1Q84から、201Qへ。

コンテンツ・ビジネス塾「1Q84」(2010-15) 4/22塾長・大沢達男
1)1週間分の日経が、3分間で読めます。2)営業での話題に困りません。3)学生のみなさんは、就活の武器になります。4)毎週ひとつのキーワードで、知らず知らず実力がつきます。5)ご意見とご質問を歓迎します。

1、村上春樹
1Q84』を読み終わりました。Book1(第1巻)が本屋に並んだのは昨年の5/30、Book3(第3巻)が出たのが先日の4/16、つまりこの1年近く『1Q84』はその小説の内容と、小説を取り巻く事件(Book 1+2=228万部、Book3の初版50万部完売)で私たちを楽しませてくれたことになります。
まず何よりも美しいのは全巻の構成です。『1Q84』は音楽。ダイナミックに始まる第1楽章、珠玉のメロディが並ぶ第2楽章、そして一糸乱れず終焉を迎える第3楽章、モーツアルトのピアノ・コンチェルトです。物語は必然として展開され、小説丸ごとがすっぽりと、まるで自らが書いた物語のように、きれいに頭の中に移植されてしまう。そう、読者はみな「サリエリ」にされてしまうのです。

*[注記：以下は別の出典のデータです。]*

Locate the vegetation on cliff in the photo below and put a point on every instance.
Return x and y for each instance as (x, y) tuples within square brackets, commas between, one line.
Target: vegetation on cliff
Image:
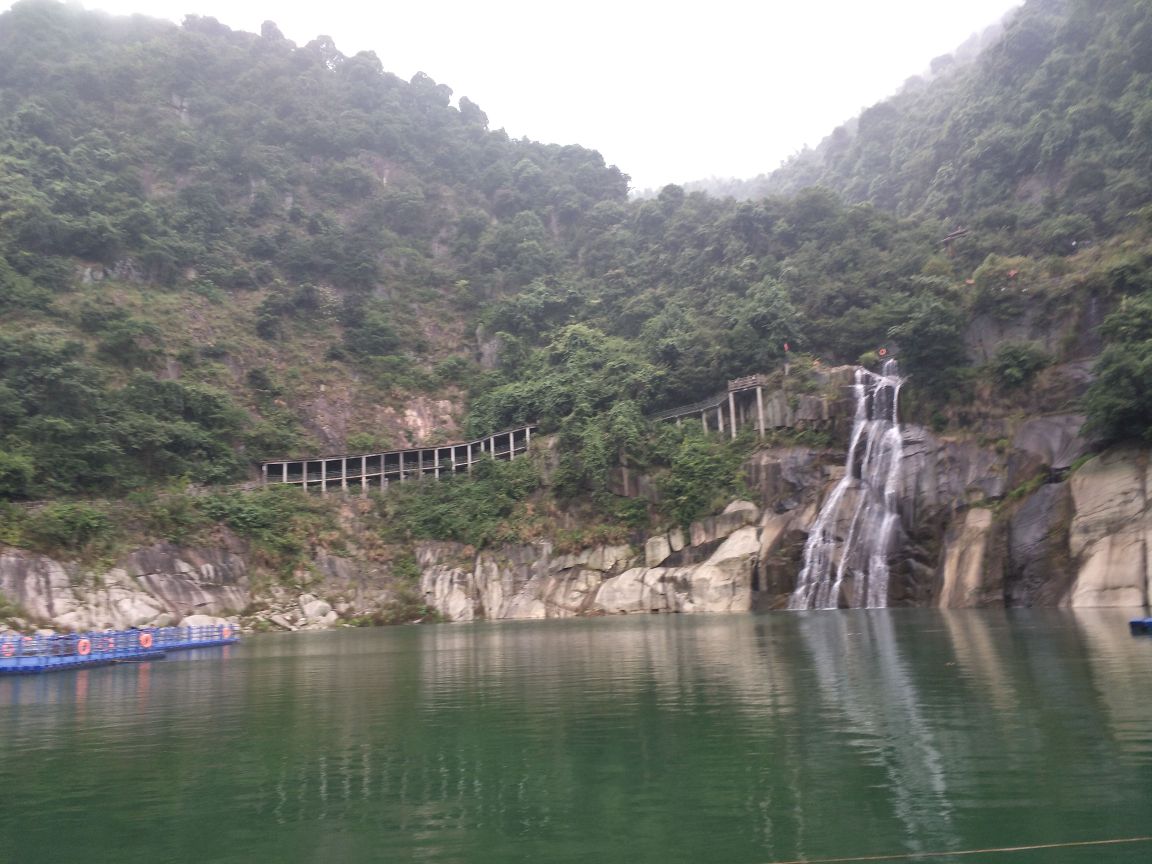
[(210, 239)]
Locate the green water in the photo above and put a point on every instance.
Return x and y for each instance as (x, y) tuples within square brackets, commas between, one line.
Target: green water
[(726, 740)]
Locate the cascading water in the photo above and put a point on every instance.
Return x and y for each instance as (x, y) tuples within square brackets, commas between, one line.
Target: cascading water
[(854, 532)]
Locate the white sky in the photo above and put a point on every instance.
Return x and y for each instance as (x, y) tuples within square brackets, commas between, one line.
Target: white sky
[(669, 91)]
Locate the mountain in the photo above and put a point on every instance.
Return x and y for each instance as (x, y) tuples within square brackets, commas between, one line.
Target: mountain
[(221, 247)]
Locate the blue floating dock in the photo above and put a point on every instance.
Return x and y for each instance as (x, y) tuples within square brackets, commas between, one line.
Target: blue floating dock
[(25, 654)]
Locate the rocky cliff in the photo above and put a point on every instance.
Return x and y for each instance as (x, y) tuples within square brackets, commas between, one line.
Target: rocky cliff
[(1028, 521)]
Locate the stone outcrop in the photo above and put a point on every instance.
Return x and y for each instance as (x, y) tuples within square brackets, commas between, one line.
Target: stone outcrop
[(715, 568), (154, 586), (1062, 537), (965, 568), (1111, 530)]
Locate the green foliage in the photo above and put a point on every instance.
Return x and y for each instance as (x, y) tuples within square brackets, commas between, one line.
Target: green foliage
[(704, 474), (475, 510), (932, 342), (68, 528), (281, 521), (1119, 401)]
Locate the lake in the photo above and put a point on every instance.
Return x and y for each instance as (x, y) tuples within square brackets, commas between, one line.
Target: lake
[(726, 740)]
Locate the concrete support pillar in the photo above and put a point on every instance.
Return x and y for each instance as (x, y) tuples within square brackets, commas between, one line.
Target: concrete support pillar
[(759, 410)]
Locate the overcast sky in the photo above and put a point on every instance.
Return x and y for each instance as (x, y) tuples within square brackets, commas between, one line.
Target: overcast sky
[(669, 92)]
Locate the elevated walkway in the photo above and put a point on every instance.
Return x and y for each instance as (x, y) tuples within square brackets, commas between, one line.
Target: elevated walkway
[(361, 472)]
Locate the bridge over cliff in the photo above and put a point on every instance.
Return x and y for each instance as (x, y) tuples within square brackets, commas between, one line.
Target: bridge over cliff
[(751, 400), (758, 401), (362, 472)]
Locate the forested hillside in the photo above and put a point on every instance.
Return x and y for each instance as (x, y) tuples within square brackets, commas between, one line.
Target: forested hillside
[(219, 247), (1045, 139)]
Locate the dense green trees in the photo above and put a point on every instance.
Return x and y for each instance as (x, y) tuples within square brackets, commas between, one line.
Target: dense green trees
[(323, 212)]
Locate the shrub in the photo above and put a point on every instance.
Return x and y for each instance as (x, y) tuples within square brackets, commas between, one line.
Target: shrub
[(72, 528), (1016, 364)]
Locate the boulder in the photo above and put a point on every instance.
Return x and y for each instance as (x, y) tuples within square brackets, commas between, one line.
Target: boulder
[(1111, 525), (964, 569)]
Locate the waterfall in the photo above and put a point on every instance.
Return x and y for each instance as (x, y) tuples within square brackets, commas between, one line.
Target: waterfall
[(854, 532)]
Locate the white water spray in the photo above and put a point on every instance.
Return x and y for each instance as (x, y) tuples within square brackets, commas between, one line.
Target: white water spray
[(854, 532)]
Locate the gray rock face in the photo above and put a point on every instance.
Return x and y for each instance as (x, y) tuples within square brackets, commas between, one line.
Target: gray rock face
[(152, 586), (1109, 532), (1039, 569), (530, 582)]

すぐれた文章があります。たとえば「一羽のカモメが風に乗り、両足を端正に折り畳み、松の防風林の上を滑空していった。雀の群れが不揃いに電線にとまり、音符を書き換えるみたいにその位置を絶えず変化させていた」(Book3 P.232)小説家は小説家の仕事を完璧にこなしています。
そしてエンディング。読者のだれもが望む形の愛の成就、美しいセックスシーンで物語は終わります。読者は本を閉じ、ため息をつき、空を見上げ、流れ行く雲に、しばし身を委ねることになります。
2、カルト教団
1Q84』はヒロイン青豆、ヒーロー天吾のラブストーリーです。1Q84年(いちきゅうはちよんねん)とは、現実の1984年からスリップして落下した、現実とそっくりの異次元の世界のことです。そこでの象徴は、奇妙、二つの月が見えることです。
1)小説の第1のテーマは、カルト教団の「さきがけ」です。教祖がいて信者がいて山梨に本部があって、1995年に地下鉄サリン事件を引き起こした、現実のカルト教団を想像させます。しかしカルト教団はあくまでも小説の舞台装置に留まっています。
2)小説の第2のテーマは、女性への男性の暴力です。セクハラ、DV(家庭内暴力)、レイプです。ヒロインの青豆は、教祖の理不尽なレイプを処罰するために、教祖を殺害します。青豆は、女性への暴力を処罰し被害女性を救済する、鉄の意志を持った老婦人に雇われていました。もちろん青豆は、カルト教団から追われる身になります。
3)小説の第3のテーマは、小説家です。天吾は小説家として、編集者との付き合い、ゴーストライター(代筆)をやり、予備校講師のアルバイトをし、生きています。天吾はカルト教団をテーマにした、少女の小説を書き直し、完成させベストセラーにします。そしてやはりカルト教団からその身を狙われるようになります。村上春樹自身の何らかの体験が生かされているに違いありません。
青豆と天吾は、カルト教団の追跡を受けながら、愛を成就させようとし、1Q84年から脱出することを企てます。
3、201Q
小説の夢から覚め、小説のテーマをつかみ出してみると、カルト教団も、レイプも、小説家も、近代社会のテーマであり、差し迫った「私」のテーマでないことがわかります。「神は教義を持たず、教典も持たず、規範も持たない。報酬もなければ処罰もない。何も与えず何も奪わない。昇るべき天国もなければ、落ちるべき地獄もない。・・・神はただそこにいる」(Book3 P.271)青豆の心を描いたこの数行以外、読者の「私」は安全なまま、『1Q84』は、キケンな小説ではなく、ステキな読み物です。
自分探しの旅の果てに、カルト教団は出現しました。なぜ自分探しが始まったか。日本が経済成長で近代化を成し遂げたからです。豊かになった日本での宗教は、「貧者のアヘン」ではなく「贅沢なアクセサリー」として登場しました。2010年のいま、東京には二つのタワーがそびえ立っています。それは現実ですが、日本没落の始まりの象徴として記憶されるようになるでしょう。近代化のチャンピオンとしての日本の時代は終わりました。カルト教団は私たちのテーマになり得ません。世界の中心は、東京・ニューヨークから万博の上海に変わります。私たちに必要なのは、没落の日本から脱出する、脱近代社会(情報社会)への構想力です。テーマはレトロな1984年ではなく近未来の2019年、時代を予言する小説家の創造力は、『201Q』へと向かわなくてはならないのです。